Spent gas cylinders may contain significant amounts of remnant gas, which can cause death or serious injuries when released, WSH said in the e-mail alert.

It urged all companies storing or handling flammable gas cylinders to undertake an urgent assessment of their safety measures, including the following:

Flammable gases should be discharged from cylinders only when it is deemed safe to do so. Any release should be properly controlled, through vent lines to a safe, well-ventilated location.

Potential sources include open flames, frictional sparks, and hot surfaces. Electrical outlets should not be overloaded or wiring exposed as these can overheat or produce sparks.
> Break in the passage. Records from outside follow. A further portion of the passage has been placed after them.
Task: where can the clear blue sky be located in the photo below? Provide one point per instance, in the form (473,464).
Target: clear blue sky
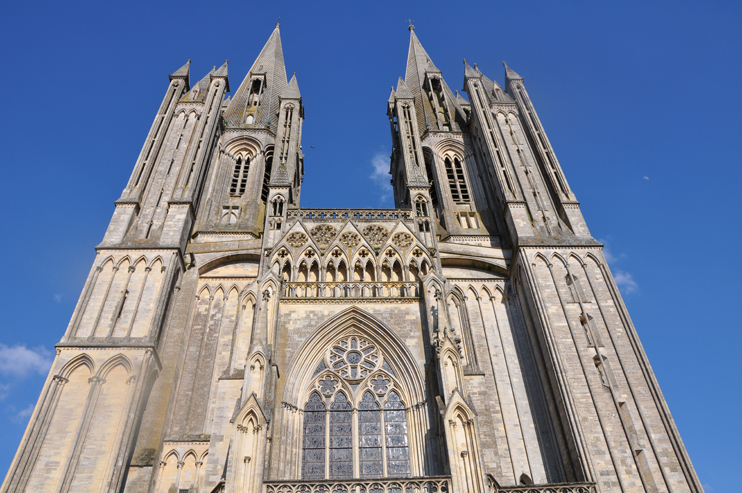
(641,101)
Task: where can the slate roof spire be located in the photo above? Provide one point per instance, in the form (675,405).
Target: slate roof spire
(269,67)
(419,67)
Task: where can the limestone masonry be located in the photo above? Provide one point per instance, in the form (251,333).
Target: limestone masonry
(470,340)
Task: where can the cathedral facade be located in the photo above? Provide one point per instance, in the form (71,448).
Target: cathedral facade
(472,339)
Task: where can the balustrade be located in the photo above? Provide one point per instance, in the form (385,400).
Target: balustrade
(358,214)
(434,484)
(355,289)
(550,488)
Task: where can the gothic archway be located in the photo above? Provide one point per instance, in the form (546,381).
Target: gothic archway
(354,404)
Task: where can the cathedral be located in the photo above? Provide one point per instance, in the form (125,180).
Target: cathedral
(470,340)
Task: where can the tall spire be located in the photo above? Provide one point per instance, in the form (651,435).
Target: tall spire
(419,68)
(268,67)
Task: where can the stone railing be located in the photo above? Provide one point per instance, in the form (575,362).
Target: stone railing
(357,214)
(357,290)
(550,488)
(433,484)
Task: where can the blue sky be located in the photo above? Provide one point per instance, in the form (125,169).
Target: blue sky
(639,99)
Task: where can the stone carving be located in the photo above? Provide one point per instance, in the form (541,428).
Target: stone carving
(354,358)
(323,234)
(380,384)
(328,385)
(376,234)
(296,239)
(350,239)
(402,239)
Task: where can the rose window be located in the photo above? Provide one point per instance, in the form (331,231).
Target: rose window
(354,358)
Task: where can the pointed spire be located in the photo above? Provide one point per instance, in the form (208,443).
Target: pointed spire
(403,92)
(292,90)
(510,74)
(470,72)
(269,64)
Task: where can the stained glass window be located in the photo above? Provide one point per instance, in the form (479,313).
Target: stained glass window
(341,438)
(397,448)
(369,437)
(313,466)
(355,378)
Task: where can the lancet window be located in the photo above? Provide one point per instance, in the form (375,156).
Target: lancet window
(456,181)
(355,419)
(239,176)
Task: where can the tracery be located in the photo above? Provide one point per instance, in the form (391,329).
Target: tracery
(355,419)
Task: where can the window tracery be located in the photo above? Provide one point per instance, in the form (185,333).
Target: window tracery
(353,379)
(456,180)
(239,176)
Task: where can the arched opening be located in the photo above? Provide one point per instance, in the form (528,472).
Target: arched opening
(303,273)
(342,272)
(330,272)
(370,272)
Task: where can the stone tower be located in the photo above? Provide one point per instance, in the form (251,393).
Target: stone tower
(472,339)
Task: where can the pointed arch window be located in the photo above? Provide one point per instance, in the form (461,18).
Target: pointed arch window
(397,448)
(456,181)
(239,176)
(314,438)
(354,380)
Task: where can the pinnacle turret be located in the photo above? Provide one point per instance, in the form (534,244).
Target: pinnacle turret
(199,90)
(292,90)
(510,74)
(403,92)
(183,72)
(470,72)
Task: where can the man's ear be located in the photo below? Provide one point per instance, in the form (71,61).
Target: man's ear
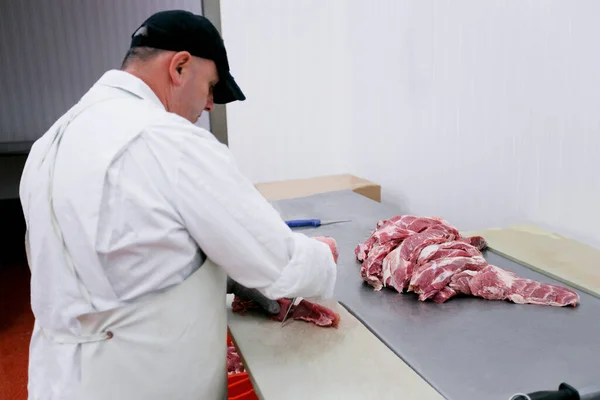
(179,66)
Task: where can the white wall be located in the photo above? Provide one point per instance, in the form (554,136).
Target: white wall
(483,112)
(286,56)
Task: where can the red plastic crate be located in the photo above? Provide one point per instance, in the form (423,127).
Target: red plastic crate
(239,386)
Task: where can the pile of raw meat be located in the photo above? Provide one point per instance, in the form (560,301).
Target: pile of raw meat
(234,361)
(428,256)
(305,310)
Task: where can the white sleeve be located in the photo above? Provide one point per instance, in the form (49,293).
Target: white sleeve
(237,228)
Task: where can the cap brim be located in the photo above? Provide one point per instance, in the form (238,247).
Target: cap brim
(227,90)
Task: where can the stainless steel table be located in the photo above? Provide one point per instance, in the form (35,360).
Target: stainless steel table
(467,348)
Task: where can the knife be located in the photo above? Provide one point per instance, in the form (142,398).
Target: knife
(564,392)
(299,223)
(288,311)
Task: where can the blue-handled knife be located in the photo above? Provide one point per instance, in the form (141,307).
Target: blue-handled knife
(299,223)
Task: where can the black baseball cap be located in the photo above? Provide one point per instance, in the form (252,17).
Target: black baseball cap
(180,30)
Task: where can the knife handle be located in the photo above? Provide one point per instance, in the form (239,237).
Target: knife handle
(298,223)
(564,392)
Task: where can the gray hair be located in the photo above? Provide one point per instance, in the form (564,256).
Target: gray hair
(139,54)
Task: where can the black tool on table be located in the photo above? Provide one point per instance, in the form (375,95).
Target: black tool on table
(564,392)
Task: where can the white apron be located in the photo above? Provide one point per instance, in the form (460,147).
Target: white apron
(171,345)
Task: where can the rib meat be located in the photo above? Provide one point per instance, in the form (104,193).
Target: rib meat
(428,256)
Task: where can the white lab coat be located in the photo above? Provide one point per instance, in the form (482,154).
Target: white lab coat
(143,198)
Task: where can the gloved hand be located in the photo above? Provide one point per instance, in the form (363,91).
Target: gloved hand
(332,245)
(270,306)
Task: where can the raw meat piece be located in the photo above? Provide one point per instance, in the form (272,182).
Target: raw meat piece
(371,267)
(447,249)
(332,245)
(234,361)
(399,266)
(494,283)
(444,294)
(428,256)
(432,277)
(401,222)
(315,313)
(305,310)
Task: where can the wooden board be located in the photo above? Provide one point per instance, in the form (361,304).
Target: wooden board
(303,361)
(290,189)
(561,258)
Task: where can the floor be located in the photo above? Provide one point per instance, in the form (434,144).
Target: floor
(16,319)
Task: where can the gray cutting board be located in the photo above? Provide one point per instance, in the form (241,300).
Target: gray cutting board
(467,348)
(303,361)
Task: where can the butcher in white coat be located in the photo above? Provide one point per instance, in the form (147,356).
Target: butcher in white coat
(136,218)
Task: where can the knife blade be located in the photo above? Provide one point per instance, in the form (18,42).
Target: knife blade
(288,311)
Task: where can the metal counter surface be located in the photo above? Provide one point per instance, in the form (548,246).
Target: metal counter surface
(467,348)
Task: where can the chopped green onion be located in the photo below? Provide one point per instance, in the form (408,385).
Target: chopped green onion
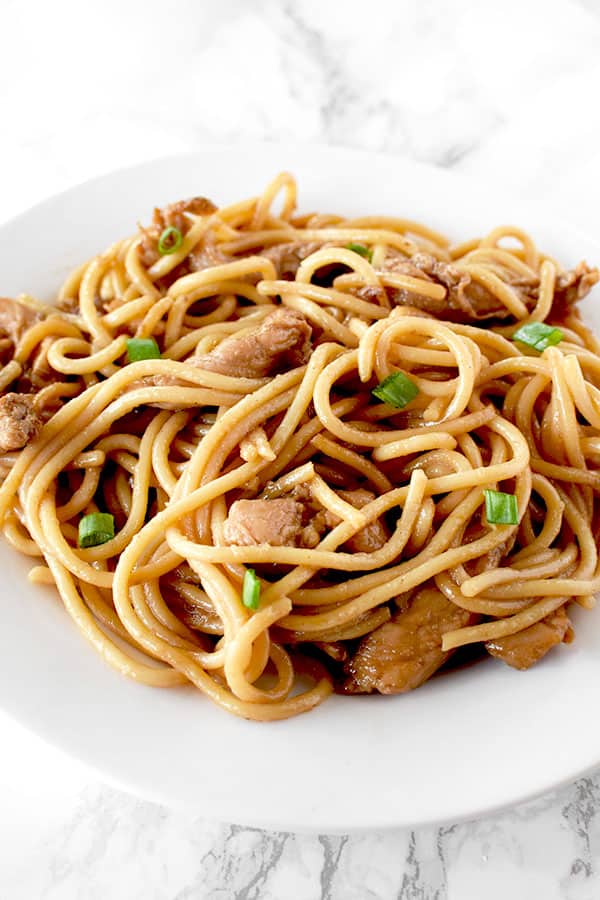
(170,240)
(251,589)
(361,250)
(500,508)
(96,528)
(142,348)
(538,335)
(397,390)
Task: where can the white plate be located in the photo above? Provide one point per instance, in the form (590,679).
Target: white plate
(464,744)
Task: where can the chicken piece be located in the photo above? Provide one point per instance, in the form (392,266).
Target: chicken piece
(523,649)
(277,522)
(468,301)
(171,216)
(281,342)
(572,286)
(16,317)
(287,257)
(403,653)
(19,422)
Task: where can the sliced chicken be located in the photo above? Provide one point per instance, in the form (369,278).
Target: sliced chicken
(281,342)
(524,649)
(171,216)
(296,521)
(403,653)
(19,422)
(277,522)
(16,317)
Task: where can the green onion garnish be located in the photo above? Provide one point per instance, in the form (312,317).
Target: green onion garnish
(397,390)
(361,250)
(500,508)
(97,528)
(251,589)
(142,348)
(170,240)
(538,335)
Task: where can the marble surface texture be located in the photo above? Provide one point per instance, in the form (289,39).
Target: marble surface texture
(506,91)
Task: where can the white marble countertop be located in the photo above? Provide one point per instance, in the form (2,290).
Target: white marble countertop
(508,92)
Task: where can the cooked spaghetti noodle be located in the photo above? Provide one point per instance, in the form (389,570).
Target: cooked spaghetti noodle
(275,454)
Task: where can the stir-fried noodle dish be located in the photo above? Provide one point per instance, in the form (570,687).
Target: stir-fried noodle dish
(278,454)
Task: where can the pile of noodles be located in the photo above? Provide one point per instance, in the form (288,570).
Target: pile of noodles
(168,460)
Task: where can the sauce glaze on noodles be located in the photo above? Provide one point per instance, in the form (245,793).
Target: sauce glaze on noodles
(167,446)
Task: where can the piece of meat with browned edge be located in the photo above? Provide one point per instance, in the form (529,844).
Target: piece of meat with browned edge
(276,522)
(297,521)
(281,342)
(572,286)
(523,649)
(16,317)
(403,653)
(171,216)
(466,299)
(19,422)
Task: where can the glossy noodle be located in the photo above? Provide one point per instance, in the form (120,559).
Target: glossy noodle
(275,454)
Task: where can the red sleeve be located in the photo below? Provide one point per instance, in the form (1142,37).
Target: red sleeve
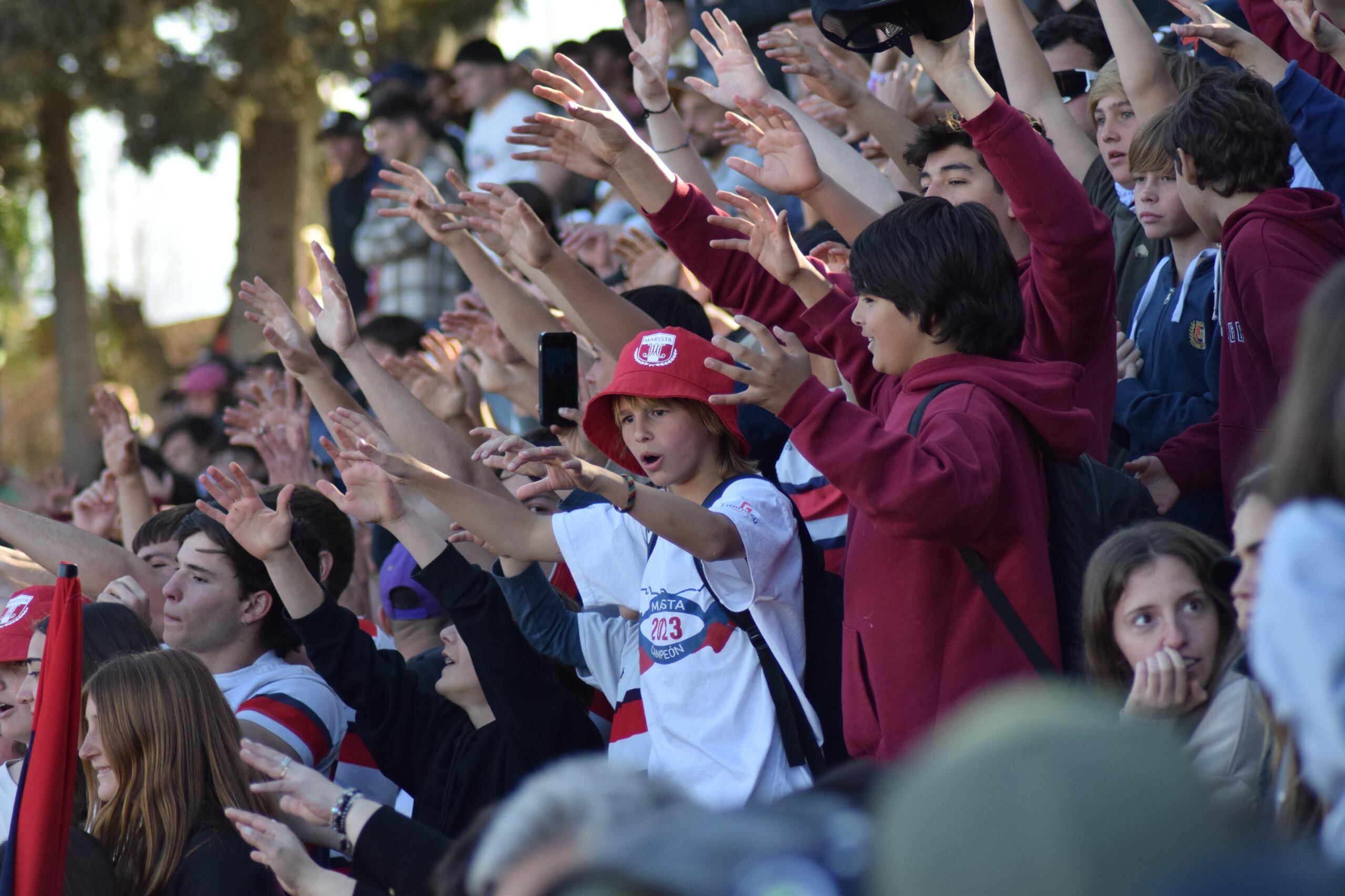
(934,486)
(1192,458)
(1074,282)
(738,282)
(840,339)
(1270,23)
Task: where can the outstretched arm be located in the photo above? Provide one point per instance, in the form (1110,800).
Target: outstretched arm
(404,416)
(1032,87)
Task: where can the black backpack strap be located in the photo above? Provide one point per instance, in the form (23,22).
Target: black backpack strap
(996,597)
(801,746)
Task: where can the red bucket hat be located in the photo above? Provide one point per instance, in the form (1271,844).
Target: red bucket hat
(659,363)
(18,617)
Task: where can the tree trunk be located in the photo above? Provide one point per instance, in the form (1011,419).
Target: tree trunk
(268,197)
(76,356)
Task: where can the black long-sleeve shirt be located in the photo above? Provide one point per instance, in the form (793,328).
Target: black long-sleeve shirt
(423,742)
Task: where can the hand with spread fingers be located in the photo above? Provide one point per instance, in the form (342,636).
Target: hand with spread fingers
(789,164)
(771,376)
(334,317)
(279,326)
(120,450)
(595,119)
(650,57)
(731,56)
(767,237)
(258,529)
(820,75)
(498,210)
(370,443)
(370,495)
(557,145)
(421,200)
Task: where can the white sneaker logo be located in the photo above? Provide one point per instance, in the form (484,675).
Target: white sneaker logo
(657,350)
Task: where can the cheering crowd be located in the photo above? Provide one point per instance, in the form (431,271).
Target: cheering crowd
(950,497)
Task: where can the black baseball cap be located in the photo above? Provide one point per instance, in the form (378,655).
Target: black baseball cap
(853,23)
(339,124)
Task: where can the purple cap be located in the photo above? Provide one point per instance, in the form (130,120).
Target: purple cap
(397,574)
(203,379)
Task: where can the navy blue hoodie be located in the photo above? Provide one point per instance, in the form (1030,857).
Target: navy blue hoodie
(1176,332)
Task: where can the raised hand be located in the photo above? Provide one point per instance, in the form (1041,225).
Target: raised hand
(596,120)
(1154,477)
(1161,688)
(731,56)
(498,210)
(258,529)
(334,317)
(558,145)
(820,73)
(95,509)
(650,56)
(789,164)
(279,326)
(421,200)
(370,495)
(120,450)
(366,442)
(1313,27)
(772,374)
(767,236)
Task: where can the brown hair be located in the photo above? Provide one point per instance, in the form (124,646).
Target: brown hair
(1308,431)
(1147,154)
(1109,572)
(729,455)
(172,743)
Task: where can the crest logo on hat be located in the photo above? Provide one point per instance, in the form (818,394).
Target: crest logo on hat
(15,610)
(657,350)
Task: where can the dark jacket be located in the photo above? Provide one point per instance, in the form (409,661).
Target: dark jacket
(424,743)
(1276,251)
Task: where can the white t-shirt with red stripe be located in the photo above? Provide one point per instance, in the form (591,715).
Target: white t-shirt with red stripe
(292,703)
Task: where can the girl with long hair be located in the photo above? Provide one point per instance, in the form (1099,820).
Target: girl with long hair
(160,759)
(1160,630)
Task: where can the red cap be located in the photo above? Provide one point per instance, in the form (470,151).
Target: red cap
(25,609)
(659,363)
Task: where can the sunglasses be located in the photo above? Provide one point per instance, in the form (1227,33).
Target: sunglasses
(1074,82)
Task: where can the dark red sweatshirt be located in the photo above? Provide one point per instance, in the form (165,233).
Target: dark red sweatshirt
(919,634)
(1270,23)
(1068,280)
(1276,251)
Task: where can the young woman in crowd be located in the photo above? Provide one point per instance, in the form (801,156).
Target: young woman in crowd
(160,759)
(1157,629)
(1298,634)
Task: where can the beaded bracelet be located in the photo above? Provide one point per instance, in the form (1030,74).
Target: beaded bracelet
(630,494)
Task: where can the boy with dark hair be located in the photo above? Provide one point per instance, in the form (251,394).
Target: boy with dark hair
(1230,143)
(943,319)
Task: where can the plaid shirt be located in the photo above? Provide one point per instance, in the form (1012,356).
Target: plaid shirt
(412,275)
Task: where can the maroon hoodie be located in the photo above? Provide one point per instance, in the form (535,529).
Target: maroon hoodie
(919,634)
(1276,249)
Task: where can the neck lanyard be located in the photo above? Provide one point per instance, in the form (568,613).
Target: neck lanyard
(1185,286)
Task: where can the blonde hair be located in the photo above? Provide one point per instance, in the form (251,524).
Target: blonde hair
(172,743)
(1146,149)
(728,454)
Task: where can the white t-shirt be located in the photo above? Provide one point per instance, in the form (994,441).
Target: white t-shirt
(292,703)
(611,649)
(8,793)
(710,719)
(486,150)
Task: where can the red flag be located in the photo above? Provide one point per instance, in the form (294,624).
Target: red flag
(46,791)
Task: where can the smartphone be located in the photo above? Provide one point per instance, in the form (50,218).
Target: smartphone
(557,376)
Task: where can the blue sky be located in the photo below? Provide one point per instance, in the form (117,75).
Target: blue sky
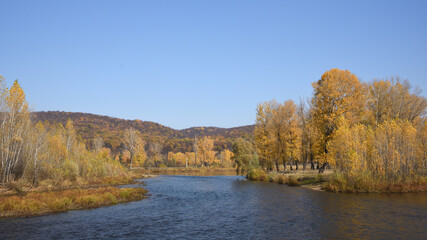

Non-sparking tools should be used when working with gas cylinders containing flammables. Ensure that electrical equipment used, including work area lighting, is rated explosion-proof.

Do not discharge gas cylinders if incompatible work, such as hot work, is being carried out nearby.

Gas cylinders should be labelled to warn of the hazards and precautions for proper storage and handling. Brief workers on the risk controls in place and provide on-site supervision of the work.

In addition to fire-retardant coveralls, workers should have personal gas detectors or detectors should be installed in areas where gas can accumulate, to alert them to any build-up of a flammable mixture.

First-time corporate offenders that fail to comply with the Workplace Safety and Health Act may be sentenced to a fine of up to $500,000, while individuals can be sentenced to a fine of up to $200,000 and/or jail for up to two years.